Egyptian President Mohamed Morsi has called for parliamentary elections to begin April 27, eliciting concerns from opposition parties. According to the presidential decree issued Thursday, the elections for parliament's lower house will take place over four stages through the end of June. The new People's Assembly will then be expected to convene on July 6. The previous body was dissolved in June 2012 after the January elections for the lower house were deemed unconstitutional. Morsi's Islamist Freedom and Justice Party, which took around 40 percent of the vote in the initial elections, expressed satisfaction with the decision while opposition parties have shown alarm. Head of the main opposition bloc, the National Salvation Front (NSF), Mohamed ElBaradei said, "Morsi's decision to go for parliamentary elections amid severe societal polarisation and the eroding state authority is a recipe for disaster." The NSF called for opposition parties to meet on Friday to discuss Morsi's announcement.
Syrian warplanes targeted Damascus International Airport a day after attacks killed an estimated 90 people across the capital. There have been no immediate reports of casualties from Friday's attacks, which hit the towns of Beit Sahm and Shebaa near the main airport road south of Damascus. According to the British-based Syrian Observatory for Human Rights, there was also fighting in the opposition held areas of Daraya and Moadamiyeh, south of Damascus. No one has taken responsibility for Thursday's car bombing that hit near the offices of the ruling Baath Party as well as the Russian embassy and killed at least 53 people and injured over 200. The government has blamed "terrorists;" the opposition has claimed the regime is responsible. Russia has accused the United States of applying a double standard for blocking a U.N. Security Council statement condemning the car bombing.
Arguments and Analysis
Syria demands a new policy (David Rohde, Reuters)
"Typhoid and hepatitis outbreaks are spreading. An estimated 70,000 people are dead, and another 850,000 are refugees. After covering the battle for Damascus for a month, my colleague - photographer Goran Tomasevic - declared the situation a "bloody stalemate" this week.
"I watched both sides mount assaults, some trying to gain just a house or two, others for bigger prizes, only to be forced back by sharpshooters, mortars or sprays of machine-gun fire," Tomasevic, a gifted and brave photographer, wrote in a chilling first-hand account. "As in the ruins of Beirut, Sarajevo or Stalingrad, it is a sniper's war."
The Obama administration's policy toward Syria is a failure. Iran, Hezbollah and Russia are funneling more aid, armaments and diplomatic cover to Bashar al-Assad. And Syrian rebels who once hailed the United States now loathe it."
Syria: The death of a country (The Economist)
"AFTER the first world war Syria was hacked from the carcass of the Ottoman empire. After the second, it won its independence. After the fighting that is raging today it could cease to function as a state.

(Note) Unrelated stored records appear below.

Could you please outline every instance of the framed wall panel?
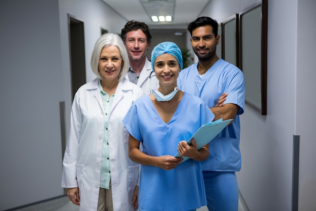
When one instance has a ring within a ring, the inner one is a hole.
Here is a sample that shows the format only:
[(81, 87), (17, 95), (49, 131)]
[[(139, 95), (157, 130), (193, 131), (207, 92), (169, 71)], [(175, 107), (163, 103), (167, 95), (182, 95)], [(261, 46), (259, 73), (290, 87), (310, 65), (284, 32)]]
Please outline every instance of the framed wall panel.
[(223, 23), (222, 59), (239, 67), (238, 14)]
[(267, 0), (239, 14), (240, 68), (246, 83), (245, 103), (267, 114)]

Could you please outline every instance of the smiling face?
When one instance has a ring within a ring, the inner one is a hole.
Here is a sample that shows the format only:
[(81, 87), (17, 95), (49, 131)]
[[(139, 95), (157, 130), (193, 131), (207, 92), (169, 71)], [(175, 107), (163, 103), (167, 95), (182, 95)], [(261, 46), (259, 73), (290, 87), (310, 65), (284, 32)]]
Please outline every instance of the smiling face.
[(216, 55), (216, 46), (220, 36), (215, 37), (210, 25), (198, 27), (192, 31), (191, 44), (195, 55), (200, 60), (207, 60)]
[(180, 67), (175, 57), (168, 53), (158, 56), (154, 60), (154, 68), (161, 87), (171, 86), (173, 89), (177, 86)]
[(131, 31), (126, 33), (125, 46), (130, 60), (140, 60), (146, 57), (149, 48), (146, 34), (141, 29)]
[(117, 46), (103, 47), (99, 60), (99, 71), (102, 80), (118, 80), (123, 63), (120, 50)]

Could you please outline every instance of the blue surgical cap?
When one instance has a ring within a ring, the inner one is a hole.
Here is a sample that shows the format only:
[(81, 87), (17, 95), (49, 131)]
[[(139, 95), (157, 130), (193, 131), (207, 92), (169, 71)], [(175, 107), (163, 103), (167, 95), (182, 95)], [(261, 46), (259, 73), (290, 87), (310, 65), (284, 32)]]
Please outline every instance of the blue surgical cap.
[(154, 72), (153, 66), (154, 60), (158, 56), (167, 53), (176, 57), (181, 69), (183, 68), (182, 54), (181, 51), (175, 43), (172, 42), (163, 42), (158, 44), (151, 52), (151, 68)]

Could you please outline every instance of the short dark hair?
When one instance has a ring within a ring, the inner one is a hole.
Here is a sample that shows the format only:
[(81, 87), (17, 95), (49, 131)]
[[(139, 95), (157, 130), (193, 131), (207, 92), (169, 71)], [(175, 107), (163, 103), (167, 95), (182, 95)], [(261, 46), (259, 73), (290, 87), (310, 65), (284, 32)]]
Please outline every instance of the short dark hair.
[(188, 26), (188, 30), (192, 36), (192, 31), (200, 26), (209, 25), (213, 28), (213, 33), (217, 36), (219, 30), (219, 24), (216, 20), (209, 17), (202, 16), (197, 18), (195, 21), (191, 22)]
[(137, 21), (134, 20), (126, 23), (124, 27), (122, 29), (121, 38), (125, 43), (126, 41), (126, 34), (130, 31), (136, 31), (138, 29), (141, 29), (142, 31), (146, 35), (147, 42), (149, 44), (151, 44), (151, 35), (149, 32), (149, 29), (147, 24), (143, 22)]

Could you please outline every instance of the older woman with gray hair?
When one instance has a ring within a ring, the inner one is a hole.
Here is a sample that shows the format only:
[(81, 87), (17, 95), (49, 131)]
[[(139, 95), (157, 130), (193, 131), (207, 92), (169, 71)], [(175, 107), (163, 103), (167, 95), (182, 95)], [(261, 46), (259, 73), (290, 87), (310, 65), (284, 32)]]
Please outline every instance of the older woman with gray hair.
[[(208, 146), (198, 150), (194, 140), (190, 146), (185, 141), (215, 116), (199, 98), (178, 89), (182, 57), (175, 44), (156, 46), (151, 64), (159, 88), (136, 101), (123, 120), (130, 133), (129, 157), (142, 164), (139, 209), (195, 210), (206, 204), (199, 161), (207, 158)], [(178, 152), (192, 159), (182, 162), (175, 157)]]
[(143, 94), (125, 77), (128, 62), (119, 35), (101, 36), (91, 58), (97, 77), (75, 95), (62, 187), (80, 210), (138, 206), (139, 165), (128, 157), (128, 133), (122, 120)]

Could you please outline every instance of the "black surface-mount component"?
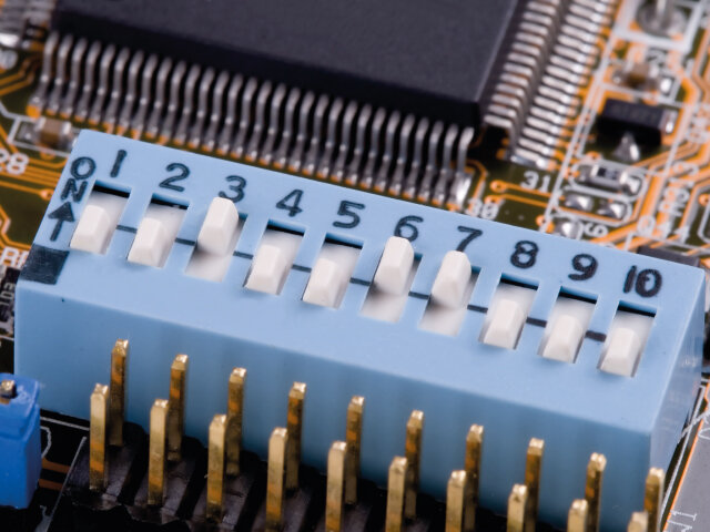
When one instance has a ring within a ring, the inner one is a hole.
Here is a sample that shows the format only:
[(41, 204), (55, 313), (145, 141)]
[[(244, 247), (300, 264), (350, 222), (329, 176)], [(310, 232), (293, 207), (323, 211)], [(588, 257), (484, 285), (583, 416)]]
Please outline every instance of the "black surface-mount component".
[(688, 266), (700, 267), (700, 257), (693, 255), (682, 255), (677, 252), (663, 249), (662, 247), (640, 246), (637, 252), (639, 255), (646, 255), (647, 257), (660, 258), (662, 260), (670, 260), (671, 263), (686, 264)]
[(476, 125), (520, 0), (59, 0), (53, 30)]
[(631, 133), (639, 144), (656, 147), (672, 131), (674, 115), (663, 108), (609, 98), (597, 117), (597, 130), (613, 141)]

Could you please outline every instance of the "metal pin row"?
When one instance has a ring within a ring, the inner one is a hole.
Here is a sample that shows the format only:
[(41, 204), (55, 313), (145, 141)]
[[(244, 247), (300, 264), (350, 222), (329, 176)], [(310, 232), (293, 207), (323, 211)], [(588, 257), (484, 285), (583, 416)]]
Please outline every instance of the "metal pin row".
[(29, 108), (438, 205), (471, 181), (471, 127), (71, 34), (47, 40)]
[[(90, 488), (102, 491), (108, 473), (106, 444), (123, 444), (126, 340), (118, 340), (111, 354), (110, 386), (95, 385), (91, 395)], [(178, 355), (171, 365), (169, 399), (156, 399), (150, 412), (148, 503), (161, 505), (165, 489), (165, 462), (181, 459), (185, 382), (189, 359)], [(226, 413), (215, 415), (209, 428), (206, 516), (224, 514), (225, 478), (240, 474), (242, 419), (246, 370), (234, 368), (229, 378)], [(268, 440), (265, 526), (283, 525), (284, 500), (298, 488), (302, 427), (306, 385), (294, 382), (287, 399), (286, 427), (275, 428)], [(335, 441), (327, 456), (325, 528), (339, 532), (348, 505), (357, 503), (357, 482), (365, 399), (352, 398), (347, 407), (344, 441)], [(405, 432), (404, 456), (389, 466), (385, 531), (400, 532), (417, 515), (424, 413), (414, 410)], [(453, 471), (446, 490), (446, 532), (474, 532), (478, 507), (484, 428), (474, 424), (466, 436), (464, 469)], [(524, 482), (508, 498), (507, 531), (534, 532), (539, 505), (544, 440), (528, 444)], [(606, 458), (594, 453), (586, 471), (585, 497), (569, 509), (568, 532), (598, 532)], [(651, 469), (646, 482), (645, 508), (632, 515), (628, 532), (660, 532), (663, 472)]]

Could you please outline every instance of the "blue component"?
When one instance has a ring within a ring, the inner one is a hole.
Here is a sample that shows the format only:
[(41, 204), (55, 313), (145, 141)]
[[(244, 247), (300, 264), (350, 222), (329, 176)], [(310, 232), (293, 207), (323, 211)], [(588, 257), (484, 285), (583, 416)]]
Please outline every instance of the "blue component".
[(0, 507), (27, 508), (42, 469), (39, 383), (0, 374), (14, 381), (12, 397), (0, 397)]
[[(105, 254), (70, 250), (94, 183), (129, 194), (118, 231)], [(185, 269), (220, 194), (236, 202), (243, 228), (223, 279), (210, 282)], [(160, 268), (126, 260), (155, 198), (186, 206)], [(277, 296), (244, 287), (270, 224), (303, 234)], [(396, 232), (412, 239), (419, 262), (400, 318), (388, 323), (361, 310)], [(302, 300), (326, 238), (361, 246), (338, 308)], [(460, 330), (423, 330), (442, 259), (457, 247), (478, 273)], [(515, 349), (479, 340), (501, 278), (536, 288)], [(560, 290), (595, 301), (574, 364), (539, 356)], [(344, 437), (351, 397), (362, 395), (363, 474), (383, 483), (404, 452), (410, 411), (420, 409), (422, 483), (438, 495), (464, 464), (468, 427), (480, 423), (481, 503), (499, 512), (524, 480), (529, 439), (542, 438), (540, 516), (556, 524), (584, 497), (587, 462), (601, 452), (602, 524), (621, 530), (643, 508), (649, 468), (668, 467), (690, 410), (703, 298), (704, 276), (689, 266), (84, 131), (18, 286), (16, 367), (43, 382), (44, 407), (87, 418), (94, 383), (109, 381), (111, 347), (128, 338), (128, 418), (145, 427), (153, 400), (168, 396), (173, 357), (189, 354), (185, 427), (204, 437), (225, 410), (231, 369), (242, 366), (245, 447), (262, 454), (272, 429), (285, 424), (291, 385), (304, 381), (303, 457), (322, 468), (331, 443)], [(599, 369), (620, 305), (653, 316), (632, 377)]]

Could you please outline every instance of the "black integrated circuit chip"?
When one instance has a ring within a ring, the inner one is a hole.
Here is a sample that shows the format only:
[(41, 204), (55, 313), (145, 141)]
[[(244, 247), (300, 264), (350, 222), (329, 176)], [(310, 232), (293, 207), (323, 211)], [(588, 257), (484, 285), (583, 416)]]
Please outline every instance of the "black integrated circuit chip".
[(59, 0), (53, 29), (477, 125), (523, 0)]
[(637, 142), (659, 146), (667, 133), (669, 113), (663, 108), (610, 98), (597, 117), (597, 129), (606, 137), (618, 140), (631, 133)]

As the world looks on (or away), the country jammed between Turkey, Lebanon, Jordan, Iraq and Israel is disintegrating. Perhaps the regime of Bashar Assad, Syria's president, will collapse in chaos; for some time it could well fight on from a fortified enclave, the biggest militia in a land of militias. Either way, Syria looks increasingly likely to fall prey to feuding warlords, Islamists and gangs-a new Somalia rotting in the heart of the Levant.
If that happens, millions of lives will be ruined. A fragmented Syria would also feed global jihad and stoke the Middle East's violent rivalries. Mr Assad's chemical weapons, still secure for now, would always be at risk of falling into dangerous hands. This catastrophe would make itself felt across the Middle East and beyond. And yet the outside world, including America, is doing almost nothing to help."